Einfach um nicht doch noch reden zu müssen, legte ich kurzerhand auf und schrieb mit zittrigen Fingern eine Nachricht an ihn, damit er nicht Hals über Kopf aufbrach. Ich war mir zwar nicht sicher, ob er das tun würde, aber riskieren wollte ich es nicht.
Mir geht’s gut. Tut mir leid.
Ich ließ mein Handy aufs Bett fallen und weinte unerbittlich, mein Herz schmerzte und ich zitterte am ganzen Körper, wie kleine Dolche bohrte sich der Schmerz in mein Herz und ich wünschte mir nur Erlösung davon. Schluchzend zog ich meine Beine an und vergrub mein Gesicht in meinen Händen.
Als Stefan schließlich kam und mich an sich zog, mir beruhigend über den Rücken strich, atmete ich langsam wieder ruhiger. Der Vampir legte mein Handy auf den Schrank neben meinem Bett und ich sah hinüber, das Display leuchtete auf.
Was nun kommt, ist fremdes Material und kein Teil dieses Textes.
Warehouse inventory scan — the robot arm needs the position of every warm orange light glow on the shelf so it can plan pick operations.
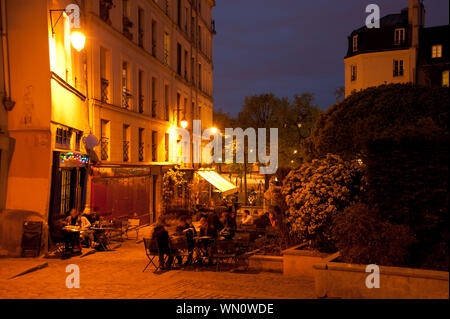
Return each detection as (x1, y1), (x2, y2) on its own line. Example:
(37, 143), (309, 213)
(70, 30), (86, 52)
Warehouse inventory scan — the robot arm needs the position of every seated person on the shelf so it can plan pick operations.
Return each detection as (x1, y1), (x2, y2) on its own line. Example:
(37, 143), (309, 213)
(175, 217), (197, 264)
(199, 216), (208, 237)
(269, 212), (277, 227)
(152, 217), (173, 269)
(241, 209), (253, 226)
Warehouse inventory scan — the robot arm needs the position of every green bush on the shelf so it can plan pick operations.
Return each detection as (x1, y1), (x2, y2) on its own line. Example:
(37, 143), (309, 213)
(333, 203), (414, 266)
(283, 154), (363, 251)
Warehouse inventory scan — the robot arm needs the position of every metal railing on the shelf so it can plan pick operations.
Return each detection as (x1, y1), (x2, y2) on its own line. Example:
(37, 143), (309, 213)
(100, 137), (109, 161)
(123, 141), (130, 162)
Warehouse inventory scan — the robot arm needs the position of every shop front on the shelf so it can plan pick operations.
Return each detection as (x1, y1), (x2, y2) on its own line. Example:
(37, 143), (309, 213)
(91, 165), (162, 224)
(49, 151), (89, 225)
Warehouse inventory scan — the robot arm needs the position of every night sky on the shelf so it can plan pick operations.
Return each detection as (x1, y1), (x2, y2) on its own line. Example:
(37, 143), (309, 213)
(213, 0), (449, 115)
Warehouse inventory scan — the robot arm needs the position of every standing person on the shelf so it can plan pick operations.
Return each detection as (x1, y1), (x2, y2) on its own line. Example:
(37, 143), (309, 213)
(241, 209), (253, 226)
(152, 216), (173, 269)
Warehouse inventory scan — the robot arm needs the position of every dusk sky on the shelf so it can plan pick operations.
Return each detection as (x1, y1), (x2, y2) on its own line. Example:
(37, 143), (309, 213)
(213, 0), (449, 115)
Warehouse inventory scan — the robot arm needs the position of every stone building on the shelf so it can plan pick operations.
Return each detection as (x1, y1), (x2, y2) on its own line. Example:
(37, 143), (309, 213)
(0, 0), (215, 256)
(344, 0), (449, 96)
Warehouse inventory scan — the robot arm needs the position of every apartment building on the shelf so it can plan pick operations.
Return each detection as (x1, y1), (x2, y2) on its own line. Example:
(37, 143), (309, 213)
(86, 0), (215, 224)
(344, 0), (449, 96)
(0, 0), (215, 255)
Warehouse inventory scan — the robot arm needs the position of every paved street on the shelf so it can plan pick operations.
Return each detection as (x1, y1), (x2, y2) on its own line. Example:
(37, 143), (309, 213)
(0, 228), (314, 299)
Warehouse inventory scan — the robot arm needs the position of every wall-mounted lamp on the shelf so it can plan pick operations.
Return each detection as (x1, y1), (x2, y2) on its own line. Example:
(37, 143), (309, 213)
(50, 3), (86, 52)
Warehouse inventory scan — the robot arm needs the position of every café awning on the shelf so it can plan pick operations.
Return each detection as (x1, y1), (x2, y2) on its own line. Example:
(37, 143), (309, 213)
(197, 171), (238, 196)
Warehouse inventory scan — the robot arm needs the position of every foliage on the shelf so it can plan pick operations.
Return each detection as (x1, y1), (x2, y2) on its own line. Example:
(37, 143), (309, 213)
(162, 169), (188, 210)
(303, 84), (449, 269)
(333, 203), (414, 266)
(303, 84), (449, 160)
(283, 154), (363, 250)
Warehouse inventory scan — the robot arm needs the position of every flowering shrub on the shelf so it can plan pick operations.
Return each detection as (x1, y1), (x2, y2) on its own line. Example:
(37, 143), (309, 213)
(283, 154), (363, 250)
Stefan schenkte ihm nicht weiter Beachtung, ich konnte jedoch jedes einzelne Wort lesen. Eine Nachricht von Klaus.
Solange es dir gut geht, ist alles weitere egal.
Ich lächelte schwach über seine Worte, dann fielen meine Augen zu und ich glitt in einen traumlosen Schlaf hinüber.